Future specification of what? What does SCTP have to do with anything?

  The port number
   field of the m-line MUST contain the "discard" port of the transport
   protocol (port 9 for TCP) in the SDP offer from the client and MUST
   contain the TCP listen port on the server in the SDP answer.

This confuses me a lot? Why should the port be 9? For what?


  The
   client may then either set up a TCP or TLS connection to that server
   port or share an already established connection to that port.

When MAY the client do this? Are these the only two options? When
is this behavior mandated?


   Since
   MRCPv2 allows multiple sessions to share the same TCP connection,
   multiple m-lines in a single SDP document may share the same port
   field value;

"document"? Where do documents come from?

   MRCPv2 servers MUST NOT assume any relationship between
   resources using the same port other than the sharing of the
   communication channel.

What does it mean to "assume"? How could it assume something that
this "MUST NOT" do?
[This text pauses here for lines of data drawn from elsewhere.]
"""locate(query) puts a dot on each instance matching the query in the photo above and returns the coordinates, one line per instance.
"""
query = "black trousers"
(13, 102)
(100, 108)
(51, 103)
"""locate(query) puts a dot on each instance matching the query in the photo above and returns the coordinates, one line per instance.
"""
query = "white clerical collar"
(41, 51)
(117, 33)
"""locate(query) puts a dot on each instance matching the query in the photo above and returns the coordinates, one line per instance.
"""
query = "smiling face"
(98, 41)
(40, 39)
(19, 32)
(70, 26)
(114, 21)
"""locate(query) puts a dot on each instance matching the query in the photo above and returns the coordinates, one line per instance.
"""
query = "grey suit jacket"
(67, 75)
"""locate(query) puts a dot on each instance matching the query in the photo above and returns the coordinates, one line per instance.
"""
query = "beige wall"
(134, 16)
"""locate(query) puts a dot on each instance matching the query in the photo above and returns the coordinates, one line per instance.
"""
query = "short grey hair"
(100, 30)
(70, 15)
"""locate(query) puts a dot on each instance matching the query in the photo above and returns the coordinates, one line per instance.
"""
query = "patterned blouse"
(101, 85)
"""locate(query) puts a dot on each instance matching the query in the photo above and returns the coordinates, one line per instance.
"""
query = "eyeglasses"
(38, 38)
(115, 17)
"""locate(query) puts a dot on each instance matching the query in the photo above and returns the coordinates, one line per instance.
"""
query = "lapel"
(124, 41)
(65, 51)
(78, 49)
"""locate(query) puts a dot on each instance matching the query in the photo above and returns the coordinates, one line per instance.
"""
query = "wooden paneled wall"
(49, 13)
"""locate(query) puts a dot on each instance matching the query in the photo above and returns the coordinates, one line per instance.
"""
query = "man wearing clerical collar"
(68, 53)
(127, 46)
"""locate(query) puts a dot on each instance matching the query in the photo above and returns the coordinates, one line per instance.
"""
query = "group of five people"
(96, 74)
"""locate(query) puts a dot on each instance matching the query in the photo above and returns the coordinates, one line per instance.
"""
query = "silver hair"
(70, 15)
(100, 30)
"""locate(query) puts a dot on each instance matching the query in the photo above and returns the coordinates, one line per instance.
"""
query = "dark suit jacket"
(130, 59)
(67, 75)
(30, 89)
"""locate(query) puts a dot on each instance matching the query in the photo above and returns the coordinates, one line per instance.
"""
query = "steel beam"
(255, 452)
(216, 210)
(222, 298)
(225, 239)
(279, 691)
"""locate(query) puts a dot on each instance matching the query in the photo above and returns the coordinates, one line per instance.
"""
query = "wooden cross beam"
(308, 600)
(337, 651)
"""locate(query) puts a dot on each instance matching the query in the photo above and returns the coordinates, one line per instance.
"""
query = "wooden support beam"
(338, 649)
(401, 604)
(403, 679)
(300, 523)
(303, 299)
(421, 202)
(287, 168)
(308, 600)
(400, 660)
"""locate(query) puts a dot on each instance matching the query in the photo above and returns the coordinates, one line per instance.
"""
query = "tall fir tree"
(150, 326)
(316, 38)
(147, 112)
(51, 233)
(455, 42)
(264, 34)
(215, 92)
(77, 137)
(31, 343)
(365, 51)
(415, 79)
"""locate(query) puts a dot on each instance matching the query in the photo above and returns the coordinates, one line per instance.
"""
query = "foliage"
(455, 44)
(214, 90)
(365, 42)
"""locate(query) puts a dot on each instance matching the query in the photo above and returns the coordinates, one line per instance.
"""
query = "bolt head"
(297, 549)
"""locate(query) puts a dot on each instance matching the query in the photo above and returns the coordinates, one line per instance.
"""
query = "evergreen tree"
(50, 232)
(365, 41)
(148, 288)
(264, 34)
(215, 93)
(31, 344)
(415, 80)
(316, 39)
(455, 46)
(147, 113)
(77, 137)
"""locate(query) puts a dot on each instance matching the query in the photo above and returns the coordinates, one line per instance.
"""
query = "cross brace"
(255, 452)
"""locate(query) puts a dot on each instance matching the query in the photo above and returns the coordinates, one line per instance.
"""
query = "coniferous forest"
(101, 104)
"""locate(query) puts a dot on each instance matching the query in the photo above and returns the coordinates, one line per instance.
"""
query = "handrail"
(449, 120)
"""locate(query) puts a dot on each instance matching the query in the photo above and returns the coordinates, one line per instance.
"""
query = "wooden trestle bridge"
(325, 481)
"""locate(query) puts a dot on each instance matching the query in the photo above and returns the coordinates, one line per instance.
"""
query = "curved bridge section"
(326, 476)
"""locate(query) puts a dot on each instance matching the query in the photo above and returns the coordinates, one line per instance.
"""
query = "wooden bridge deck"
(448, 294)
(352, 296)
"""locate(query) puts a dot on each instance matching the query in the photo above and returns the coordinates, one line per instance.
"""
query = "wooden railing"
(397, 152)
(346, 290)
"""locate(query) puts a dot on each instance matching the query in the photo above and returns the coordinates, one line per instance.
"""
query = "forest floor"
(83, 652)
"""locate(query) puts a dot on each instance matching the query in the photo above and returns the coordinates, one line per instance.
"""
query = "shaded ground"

How would you know, even?

   MRCPv2 resources do not use the port or format field of the m-line to
   distinguish themselves from other resources using the same channel.

This discussion of m-lines is just confusing, then.


   The client MUST specify the resource type identifier in the resource
   attribute associated with the control m-line of the SDP offer.  The
   server MUST respond with the full Channel-Identifier (which includes
   the resource type identifier and an unambiguous string) in the
   "channel" attribute associated with the control m-line of the SDP
   answer.  To remain backwards compatible with conventional SDP usage,
   the format field of the m-line MUST have the arbitrarily-selected
   value of "1".

Is the resource type identifier the same in the offer & response, then?
Why is it important to "remain backward compatible with conventional
SDP usage"?  If the value is "1", how is it "arbitrarily-selected"?

   When the client wants to add a media processing resource to the
   session, it issues a SIP re-INVITE transaction.

Is this clear? Is re-INVITE a SIP operation? Or does this just mean
repeating the SIP INVITE.

  The SDP offer/answer

Looks like this uses SIP or SDP in a stylized way.

   The a=setup attribute, as described in RFC4145 [RFC4145], MUST be
   "active" for the offer from the client and MUST be "passive" for the
   answer from the MRCPv2 server.  The a=connection attribute MUST have
   a value of "new" on the very first control m-line offer from the
   client to an MRCPv2 server.  Subsequent control m-line offers from
   the client to the MRCP server MAY contain "new" or "existing",
   depending on whether the client wants to set up a new connection or
   share an existing connection, respectively.  If the client specifies
   a value of "new", the server MUST respond with a value of "new".  If
   the client specifies a value of "existing", the server MAY respond
   with a value of "existing" if it prefers to share an existing
   connection or can answer with a value of "new", in which case the
   client MUST initiate a new transport connection.

   When the client wants to de-allocate the resource from this session,
   it issues a SIP re-INVITE transaction with the server.  The SDP MUST
   offer the control m-line with port 0.  The server MUST then answer
   the control m-line with a response of port 0.  This de-allocates the
   associated MRCPv2 identifier and resource.  The server MUST NOT close
   the TCP, SCTP or TLS connection if it is currently being shared among
   multiple MRCP channels.  When all MRCP channels that may be sharing
   the connection are released and/or the associated SIP dialog is
   terminated, the client or server terminates the connection.

   All servers MUST support TLS.  Servers MAY support TCP without TLS in
   physically secure environments.

Is it really "physically" secure that is the requirement? How does
the server know that it is in a "secure" environment?